CPB results in a systemic inflammatory response syndrome due to blood exposure to nonendothelial surfaces. In addition, our previous study using a neonatal piglet model has shown that CPB causes prolonged brain-specific inflammation. BM-MSCs are able to regulate both adaptive and innate immune responses,, and have been widely applied in treatment for graft-versus-host disease and autoimmune disorders., These findings suggest that BM-MSC administration through CPB is potentially a highly effective approach to control the inflammatory response during pediatric cardiac surgery.

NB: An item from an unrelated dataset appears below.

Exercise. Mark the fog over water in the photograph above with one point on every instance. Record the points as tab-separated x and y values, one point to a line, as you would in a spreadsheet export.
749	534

In our Phase 1 clinical trial, BM-MSCs must pass through the arterial filter integrated into a pediatric oxygenator before entering the patient's circulation. However the interaction of BM-MSCs with pediatric oxygenator performance is largely unknown. In addition, there is little information available regarding the direct immunomodulatory effect of BM-MSCs on the inflammatory response of circulating blood inside a CPB circuit. Therefore, the aim of the current study is to determine the interaction between BM-MSC administration and the performance of a pediatric membrane oxygenator while assessing the effect of BM-MSCs on the inflammatory response to CPB using an ex vivo model.

Material and Methods

Experimental Model

The ex vivo CPB circuit consists of a roller pump, a pediatric membrane oxygenator with integral arterial filter with a pore size of 32 μm (CAPIOX FX05; Terumo Corp, Tokyo, Japan), X-coated tubing (Terumo Corp), heater/cooler unit and gas delivery system (Figure 1, A). The circuit was primed with 100 mL human red blood cells (Innovative Research Inc, Novi, Mich) and 5000 U sodium heparin to simulate patient blood. Normal saline was used to adjust hematocrit levels between 30% and 40% (final priming volume; 175 ± 32.4 mL). At the beginning of ex vivo CPB, ABO-matched allogeneic whole blood (Innovative Research Inc) was administered to mimic exposure to an allogeneic blood prime. Pump flow rate was begun at 360 mL/min blood flow and 37°C blood temperature to mimic the clinical case of a human infant with 3 kg body weight. Gas flow was maintained at 3 L/min (95% oxygen and 5% carbon dioxide). The activated clotting time was maintained at >400 seconds during the perfusion simulation. After 80 minutes of perfusion, 10 mL normal saline either with 120 × 106 human BM-MSCs (MSC group, n = 5) or without cells (control, n = 5) were injected into the reservoir (Figure 1, A) to replicate the single injection protocol of our clinical trial. This dose was designed to assess the effect of the maximum target dose level in the clinical study (40 × 106 cells in infants weighing 3 kg). CPB was maintained until 300 minutes after administration (380 minutes total). The purge line of the circuit was kept closed. The pressure lines across the oxygenator were used to assess the transoxygenator pressure gradient. The preoxygenator blood flow was also measured with an inline flow sensor (Transonic Systems Inc, Ithaca, NY). Blood samples were collected before the beginning of CPB and at 60 (20 minutes before injection), 110, 140, 260, and 380 minutes for blood gas analysis and assessment of immune responses.

Figure 1

Schematic diagram of ex vivo circuit and direct injection test. A, The cardiopulmonary bypass circuit consists of a roller pump, a pediatric membrane oxygenator with an integral arterial filter, tubing, heater/cooler unit, and gas delivery system. The circuit is primed with 100 mL human red blood cells and sodium heparin. At the beginning of circulation, ABO-matched allogeneic whole blood is administered. After 80 minutes of perfusion, normal saline or bone marrow-derived mesenchymal stromal cells (BM-MSCs) are injected into a reservoir (arrow 1). The preoxygenator blood flow (arrow 2) and the pressures across the oxygenator (arrow 3-1 and 3-2) are measured to evaluate oxygenator performance. B, BM-MSCs are injected directly into the filter (arrow a) and collected after an arterial filter (arrow b) to assess the effect of the filter on the cell number and viability of BM-MSCs.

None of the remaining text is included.